After only one day with the squad, the Braves instantly trade their catcher

After only one day with the squad, the Braves instantly trade their catcher

The White Sox have acquired Max Stassi and cash considerations from the Braves in exchange for a player to be named later. Both teams have announced the deal. Per Daryl Van Schouwen of the Chicago Sun Times, the Braves are expected to pay for the majority of Stassi’s $7M salary next season.

Stassi, 33 in March, spent just one day in the Braves organization after being acquired from the Angels Friday in a multi-player deal alongside infielder David Fletcher. Now, the veteran catcher is off to his third organization in two days, where he figures to have the opportunity to step into a regular role on the south side of Chicago. The White Sox lost Yasmani Grandal to free agency earlier this offseason and were in need of a veteran backstop to pair with youngster Korey Lee behind the plate in 2024.

It’s a need that Stassi is more than capable of meeting.

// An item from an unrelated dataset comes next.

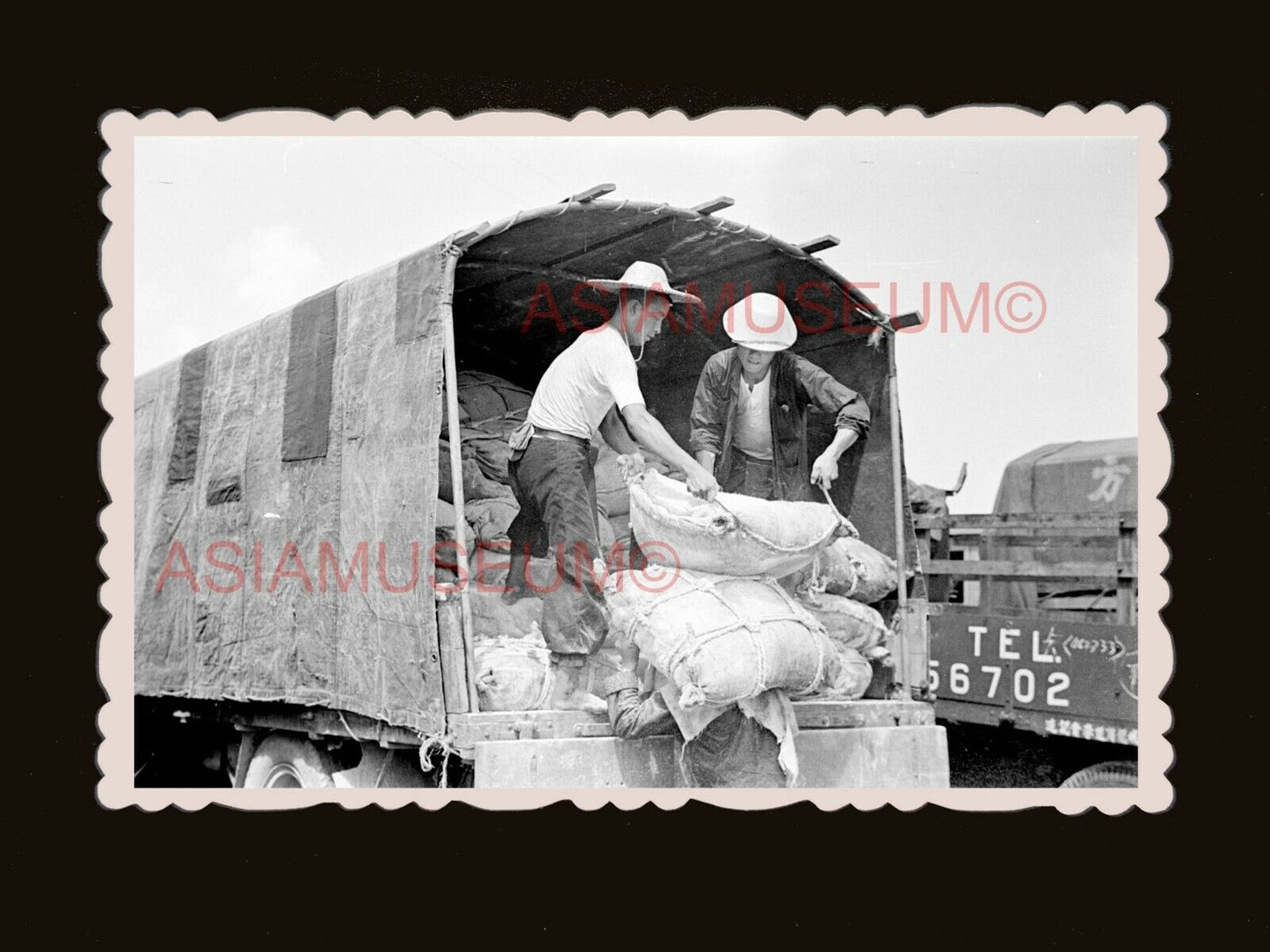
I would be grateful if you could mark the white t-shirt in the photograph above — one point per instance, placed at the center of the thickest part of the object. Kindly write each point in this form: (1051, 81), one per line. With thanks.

While the veteran missed the full 2023 season, just the first half of his absence was due to the left hip ailment that kept him from being on the Opening Day roster in Anaheim last season. Stassi recovered from that ailment by midseason, but he and his wife revealed last month that the three-month premature birth of their baby required Stassi to pull aside from the game and focus on his family for the duration of the 2023 season.

That said, Stassi is expected to return to the field in 2024 and has shown himself to be a quality big league catcher over the past few seasons. Initially drafted by the A’s in the fourth round of the 2009 draft, Stassi made his big league debut back in 2013 with the Astros but did not find a regular role in the majors until the 2018 season when he split time behind the plate in Houston with Brian McCann and Martin Maldonado. Stassi did well for himself in a backup role that season, slashing a respectable .226/.316/.394 in 250 plate appearances. While Stassi struggled through 51 games in 2019, prompting the Astros to trade him to the Angels at that year’s trade deadline, Stassi was given a more prominent role upon his arrival in Anaheim.

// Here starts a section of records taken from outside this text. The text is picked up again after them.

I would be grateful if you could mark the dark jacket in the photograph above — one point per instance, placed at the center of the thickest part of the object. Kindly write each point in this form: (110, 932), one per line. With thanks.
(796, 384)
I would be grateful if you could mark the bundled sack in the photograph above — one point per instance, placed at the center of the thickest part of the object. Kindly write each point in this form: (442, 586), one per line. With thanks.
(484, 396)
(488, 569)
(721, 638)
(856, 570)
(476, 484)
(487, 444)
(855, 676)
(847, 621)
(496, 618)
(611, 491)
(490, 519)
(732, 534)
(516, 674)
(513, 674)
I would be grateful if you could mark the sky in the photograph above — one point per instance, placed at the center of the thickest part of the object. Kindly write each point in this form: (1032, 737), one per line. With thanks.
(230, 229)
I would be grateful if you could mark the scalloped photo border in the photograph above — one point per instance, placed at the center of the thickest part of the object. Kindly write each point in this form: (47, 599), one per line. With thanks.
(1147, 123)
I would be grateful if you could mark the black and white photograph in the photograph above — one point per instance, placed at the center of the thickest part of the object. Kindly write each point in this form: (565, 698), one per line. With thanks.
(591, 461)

In 118 games between the truncated 2020 season and his first full season as an Angel in 2021, Stassi paired above-average production at the plate (113 wRC+) with solid fielding to finish as the league’s ninth most valuable catcher in terms of fWAR. That excellent performance prompted the Angels to sign Stassi to an extension, a decision that would prove disastrous. As productive as Stassi was during those two seasons, he took a step back in 2022, slashing.180/.267/.363 (63 wRC+) at the plate while generating framing figures that were closer to average than the outstanding figures he had achieved earlier in his career.

While the struggles Stassi faced in 2022 and his time away from the game in 2023 make it an understandable decision for the Angels and Braves to go in another direction behind the plate in 2024, it’s easy to see why the addition of Stassi would be intriguing for the White Sox.

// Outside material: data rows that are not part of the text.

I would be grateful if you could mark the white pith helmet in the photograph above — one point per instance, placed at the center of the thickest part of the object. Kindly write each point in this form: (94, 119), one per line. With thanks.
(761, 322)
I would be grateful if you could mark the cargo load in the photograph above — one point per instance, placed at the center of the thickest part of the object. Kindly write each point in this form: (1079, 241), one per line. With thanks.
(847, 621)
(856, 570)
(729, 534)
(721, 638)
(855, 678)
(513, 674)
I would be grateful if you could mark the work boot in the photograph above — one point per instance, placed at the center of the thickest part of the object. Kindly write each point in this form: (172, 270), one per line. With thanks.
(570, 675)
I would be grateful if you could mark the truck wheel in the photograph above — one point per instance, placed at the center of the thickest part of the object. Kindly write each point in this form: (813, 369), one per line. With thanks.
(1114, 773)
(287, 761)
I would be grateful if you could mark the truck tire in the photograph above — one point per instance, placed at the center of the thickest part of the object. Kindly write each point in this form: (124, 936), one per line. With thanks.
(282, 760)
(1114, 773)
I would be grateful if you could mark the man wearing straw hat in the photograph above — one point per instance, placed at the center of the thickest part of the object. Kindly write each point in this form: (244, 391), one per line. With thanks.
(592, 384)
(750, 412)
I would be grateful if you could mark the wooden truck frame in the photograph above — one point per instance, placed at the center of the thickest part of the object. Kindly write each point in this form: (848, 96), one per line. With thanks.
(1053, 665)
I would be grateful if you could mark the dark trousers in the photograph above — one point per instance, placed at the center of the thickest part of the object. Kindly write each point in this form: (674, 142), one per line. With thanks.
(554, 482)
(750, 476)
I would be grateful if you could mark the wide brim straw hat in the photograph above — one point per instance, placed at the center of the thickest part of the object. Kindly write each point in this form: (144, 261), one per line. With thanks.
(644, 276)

After all, Lee has less than 100 plate appearances of experience in the big leagues and, even if the club believes the former top-100 prospect to be their catcher of the future, will surely need time and assistant as he looks to transition into a new role as a full-time big leaguer.

The addition of a veteran catcher such as Stassi should help with that transition, while also creating a substantial bit of upside for Chicago. Stassi’s contract includes a $7M 2025 club option that features a $500K buyout; if the veteran is able to regain the form he flashed in 2020 and 2021, that $6.5M decision would be a no-brainer to pick up and make for an attractive trade chip as the White Sox retool their roster with an eye toward the future.

The deal removes a component of Stassi’s salary from the Braves’ books while also removing a superfluous piece from their roster. Atlanta already had one of the top catching tandems in the game in Sean Murphy and Travis d’Arnaud behind the plate, making Stassi essentially unnecessary.

In conjunction with the trade that brought Stassi and Fletcher to Atlanta in exchange for Evan White and the trade that sent Marco Gonzales to the Pirates, the Braves have shaved roughly $5M off their payroll since acquiring Gonzales and White as part of the Jarred Kelenic trade during the winter meetings while adding a bench piece in Fletcher who better fits the club’s roster than any of Gonzales, White, or Stassi.